Kathy’s shock morphed quickly into a fantastically large smile. She had to stop herself from laughing so she could start her introduction. “I assume you’ve noticed that I’m Kathy Selden and this is Don Lockwood.”
“No kidding.” Cosmo said, leaning on the side of his doorway. “Sorry, go on.”
“We’re your downstairs neighbors and we were just coming up to introduce ourselves.”
“Awww don’t tell me I’ve been too loud. It’s my feet isn’t it? I promise I’ll tell them to shut up. Look I’m sorry I’ll stop everything and put carpets in and-”

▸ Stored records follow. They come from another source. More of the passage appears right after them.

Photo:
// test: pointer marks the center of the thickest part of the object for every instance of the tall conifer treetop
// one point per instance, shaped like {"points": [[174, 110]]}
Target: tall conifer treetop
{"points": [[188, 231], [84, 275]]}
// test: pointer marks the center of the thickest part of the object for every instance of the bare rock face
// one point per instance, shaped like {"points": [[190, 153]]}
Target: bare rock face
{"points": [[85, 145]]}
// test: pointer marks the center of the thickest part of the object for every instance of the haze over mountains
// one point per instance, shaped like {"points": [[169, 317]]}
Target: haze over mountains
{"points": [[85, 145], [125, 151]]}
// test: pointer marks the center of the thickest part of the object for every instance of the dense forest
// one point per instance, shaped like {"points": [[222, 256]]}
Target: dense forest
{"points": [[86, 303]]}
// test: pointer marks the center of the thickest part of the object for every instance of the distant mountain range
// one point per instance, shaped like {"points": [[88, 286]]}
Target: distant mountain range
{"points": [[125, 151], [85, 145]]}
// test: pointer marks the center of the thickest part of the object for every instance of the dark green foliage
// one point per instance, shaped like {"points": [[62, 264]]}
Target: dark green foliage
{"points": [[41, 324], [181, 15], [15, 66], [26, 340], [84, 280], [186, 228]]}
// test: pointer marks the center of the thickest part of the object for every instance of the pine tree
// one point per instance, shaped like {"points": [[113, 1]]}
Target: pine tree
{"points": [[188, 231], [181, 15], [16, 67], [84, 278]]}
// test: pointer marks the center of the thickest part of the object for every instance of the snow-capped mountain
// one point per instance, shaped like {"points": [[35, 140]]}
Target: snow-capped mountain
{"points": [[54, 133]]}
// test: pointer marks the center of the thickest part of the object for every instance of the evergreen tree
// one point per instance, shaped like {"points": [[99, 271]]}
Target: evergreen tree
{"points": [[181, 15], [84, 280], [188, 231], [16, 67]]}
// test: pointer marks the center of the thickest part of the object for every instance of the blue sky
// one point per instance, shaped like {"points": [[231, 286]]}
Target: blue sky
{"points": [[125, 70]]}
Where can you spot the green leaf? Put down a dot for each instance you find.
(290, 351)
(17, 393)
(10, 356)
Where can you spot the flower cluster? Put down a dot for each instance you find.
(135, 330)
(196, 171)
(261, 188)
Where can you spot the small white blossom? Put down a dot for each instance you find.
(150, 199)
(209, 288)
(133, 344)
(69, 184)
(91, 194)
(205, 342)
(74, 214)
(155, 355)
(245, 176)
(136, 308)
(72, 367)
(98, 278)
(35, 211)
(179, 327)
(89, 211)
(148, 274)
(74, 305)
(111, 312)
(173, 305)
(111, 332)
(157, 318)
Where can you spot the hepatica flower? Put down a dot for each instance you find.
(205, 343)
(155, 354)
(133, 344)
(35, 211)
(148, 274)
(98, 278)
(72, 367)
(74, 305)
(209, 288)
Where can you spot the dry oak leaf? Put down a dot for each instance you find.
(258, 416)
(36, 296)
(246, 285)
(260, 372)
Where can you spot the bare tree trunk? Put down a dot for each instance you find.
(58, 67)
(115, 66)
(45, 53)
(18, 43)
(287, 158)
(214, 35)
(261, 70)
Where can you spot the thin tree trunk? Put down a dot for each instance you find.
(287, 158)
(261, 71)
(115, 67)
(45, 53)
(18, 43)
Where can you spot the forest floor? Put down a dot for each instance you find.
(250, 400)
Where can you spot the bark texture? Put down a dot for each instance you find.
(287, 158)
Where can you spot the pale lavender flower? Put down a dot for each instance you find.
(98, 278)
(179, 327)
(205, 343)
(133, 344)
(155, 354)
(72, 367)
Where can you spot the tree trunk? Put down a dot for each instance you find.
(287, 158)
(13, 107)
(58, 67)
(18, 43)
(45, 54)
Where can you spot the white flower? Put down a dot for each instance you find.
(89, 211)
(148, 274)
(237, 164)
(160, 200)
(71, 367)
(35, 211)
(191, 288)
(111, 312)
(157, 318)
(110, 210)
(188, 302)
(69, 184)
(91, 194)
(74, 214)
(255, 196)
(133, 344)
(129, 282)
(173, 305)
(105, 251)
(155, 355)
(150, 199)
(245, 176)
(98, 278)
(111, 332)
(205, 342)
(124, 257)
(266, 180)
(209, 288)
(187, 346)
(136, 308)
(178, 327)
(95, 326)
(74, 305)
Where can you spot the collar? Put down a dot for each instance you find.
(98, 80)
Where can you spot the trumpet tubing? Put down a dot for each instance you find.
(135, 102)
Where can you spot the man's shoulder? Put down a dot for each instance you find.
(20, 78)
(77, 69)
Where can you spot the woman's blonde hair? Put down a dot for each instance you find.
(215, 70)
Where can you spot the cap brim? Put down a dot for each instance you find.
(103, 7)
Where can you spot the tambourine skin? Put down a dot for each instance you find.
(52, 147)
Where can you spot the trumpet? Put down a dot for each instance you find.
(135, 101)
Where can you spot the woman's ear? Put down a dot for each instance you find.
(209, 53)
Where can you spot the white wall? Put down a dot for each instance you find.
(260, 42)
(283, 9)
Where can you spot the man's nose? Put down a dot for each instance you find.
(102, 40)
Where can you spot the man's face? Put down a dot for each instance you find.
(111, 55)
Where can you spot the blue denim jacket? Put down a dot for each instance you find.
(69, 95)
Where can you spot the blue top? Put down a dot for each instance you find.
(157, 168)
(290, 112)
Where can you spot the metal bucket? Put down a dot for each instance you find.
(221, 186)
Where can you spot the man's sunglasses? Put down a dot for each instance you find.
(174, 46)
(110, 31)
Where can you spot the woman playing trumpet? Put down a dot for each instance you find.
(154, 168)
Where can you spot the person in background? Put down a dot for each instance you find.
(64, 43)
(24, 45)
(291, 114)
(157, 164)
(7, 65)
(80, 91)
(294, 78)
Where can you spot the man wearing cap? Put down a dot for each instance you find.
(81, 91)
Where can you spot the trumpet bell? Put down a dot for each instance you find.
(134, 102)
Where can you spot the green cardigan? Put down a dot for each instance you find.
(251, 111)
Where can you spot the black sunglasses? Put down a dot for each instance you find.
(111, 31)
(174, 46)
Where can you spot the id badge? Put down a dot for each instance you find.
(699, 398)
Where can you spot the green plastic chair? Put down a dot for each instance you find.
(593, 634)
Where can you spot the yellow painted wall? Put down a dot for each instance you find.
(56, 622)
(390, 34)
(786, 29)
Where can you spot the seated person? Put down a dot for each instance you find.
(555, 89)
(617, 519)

“Woah there.” Don said, reaching out a hand in a halt kind of motion. “We’ve heard your musical skills and trust me we’re not complaining.”
Cosmo quirked an eyebrow at both of them. “If you’re not complaining then what are you doing?”
Don and Kathy smiled at each other then looked back at Cosmo. “Inviting you to dinner.” Don says smugly, his seductive nature returning in full force.
Cosmo didn’t have time to say another word as Don and Kathy handed him their gifts, first the flowers then the wine bottle. As she leaned in to hand him the bottle, Kathy said softly “Our number’s in the flowers.”
Then, with large smiles on their faces, Don and Kathy turned and left, waving back at Cosmo as they went.
Cosmo Brown is left standing in the doorway, feeling utterly confused about the interaction that has just occurred but deciding that he liked it, whatever it was. He liked it very much indeed.